Remix.run Logo
babyshake 8 hours ago

Would you say the same for Mastra? If so, what would you say indicates a high quality candidate when they are discussing agent harnessing and orchestration?

avaer 5 hours ago | parent [-]

I somewhat take issue as a LangChain hater + Mastra lover with 20+ years of coding experience and coding awards to my name (which I don't care about, I only mention it for context).

Langchain is `left-pad` -- a big waste of your time, and Mastra is Next.js -- mostly saving you infrastructure boilerplate if you use it right.

But I think the primary difference is that Python is a very bad language for agent/LLM stuff (e.g. static typesystem, streaming, isomorphic code, strong package management ecosystem is what you want, all of which Python is bad with). And if for some ungodly reason you had to do it in Python, you'd avoid LangChain anyway so you could bolt on strong shim layers to fix Python's shortcomings in a way that won't break when you upgrade packages.

Yes, I know there's LangChain.js. But at that point you might as well use something that isn't a port from Python.

> what would you say indicates a high quality candidate when they are discussing agent harnessing and orchestration?

Anything that shows they understand exactly how data flows through the system (because at some point you're gonna be debugging it). You can even do that with LangChain, but then all you'd be doing is complaining about LangChain.

runeblaze 19 minutes ago | parent | next [-]

> And if for some ungodly reason you had to do it in Python

I literally invoke sglang and vllm in Python. You are supposed to (if not using them over-the-network) use the two fastest inference engines there is via Python.

stingraycharles 2 hours ago | parent | prev [-]

Python being a very bad language for LLM stuff is a hot take I haven’t heard before. Your arguments sound mostly like personal preferences that apply to any problem, not just agentic / LLM.

If we’re going to throw experience around, after 30+ years of coding experience, I really don’t care too much anymore as long as it gets the job done and it doesn’t get in the way.

LangChain is ok, LangGraph et al I try to avoid like the plague as it’s too “framework”-ish and doesn’t compose well with other things.

avaer an hour ago | parent [-]

I used to write web apps in C++, so I totally understand not caring if it gets the job done.

I guess the difference where I draw the line is that LLMs are inherently random I/O so you have to treat them like UI, or the network, where you really have no idea what garbage is gonna come in and you have to be defensive if you're going to build something complex -- otherwise, you as a programmer will not be able to understand or trust it and you will get hit by Murphy's law when you take off your blinders. (if it's simple or a prototype nobody is counting on, obviously none of this matters)

To me insisting that stochastic inputs be handled in a framework that provides strong typing guarantees is not too different from insisting your untrusted sandbox be written in a memory safe language.

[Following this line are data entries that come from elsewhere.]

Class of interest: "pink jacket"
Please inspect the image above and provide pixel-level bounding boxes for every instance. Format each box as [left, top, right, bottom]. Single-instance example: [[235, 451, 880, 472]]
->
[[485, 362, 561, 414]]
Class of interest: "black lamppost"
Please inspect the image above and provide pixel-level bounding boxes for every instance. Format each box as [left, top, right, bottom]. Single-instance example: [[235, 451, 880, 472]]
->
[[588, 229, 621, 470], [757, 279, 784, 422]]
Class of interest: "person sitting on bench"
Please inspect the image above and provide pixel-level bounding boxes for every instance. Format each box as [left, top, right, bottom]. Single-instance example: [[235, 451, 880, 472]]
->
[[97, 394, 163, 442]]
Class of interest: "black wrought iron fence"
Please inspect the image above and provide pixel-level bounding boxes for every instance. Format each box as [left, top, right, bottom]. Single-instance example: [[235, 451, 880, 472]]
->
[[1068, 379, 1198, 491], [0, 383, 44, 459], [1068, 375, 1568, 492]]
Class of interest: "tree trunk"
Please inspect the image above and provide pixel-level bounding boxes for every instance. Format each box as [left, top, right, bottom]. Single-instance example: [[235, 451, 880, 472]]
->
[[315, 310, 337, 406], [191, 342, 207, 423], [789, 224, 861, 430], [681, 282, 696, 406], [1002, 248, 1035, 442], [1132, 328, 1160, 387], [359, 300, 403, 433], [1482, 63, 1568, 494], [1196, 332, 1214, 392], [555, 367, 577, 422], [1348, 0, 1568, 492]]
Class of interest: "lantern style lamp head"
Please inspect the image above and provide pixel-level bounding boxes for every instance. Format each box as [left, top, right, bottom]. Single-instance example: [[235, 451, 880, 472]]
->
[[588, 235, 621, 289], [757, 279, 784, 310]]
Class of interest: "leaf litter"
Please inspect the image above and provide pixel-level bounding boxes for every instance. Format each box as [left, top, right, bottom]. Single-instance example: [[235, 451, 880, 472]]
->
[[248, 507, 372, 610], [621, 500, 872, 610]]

stingraycharles 13 minutes ago | parent [-]

What does static type systems provide you with that, say, using structured input / output using pydantic doesn’t?

I just don’t follow your logic of “LLMs are inherently random IO” (ok, I can somehow get behind that, but structured output is a thing) -> “you have to treat them like UI / network” (ok, yes, it’s untrusted) -> static typing solves everything (how exactly?)

This just seems like another “static typing is better than dynamic typing” debate which really doesn’t have a lot to do with LLMs.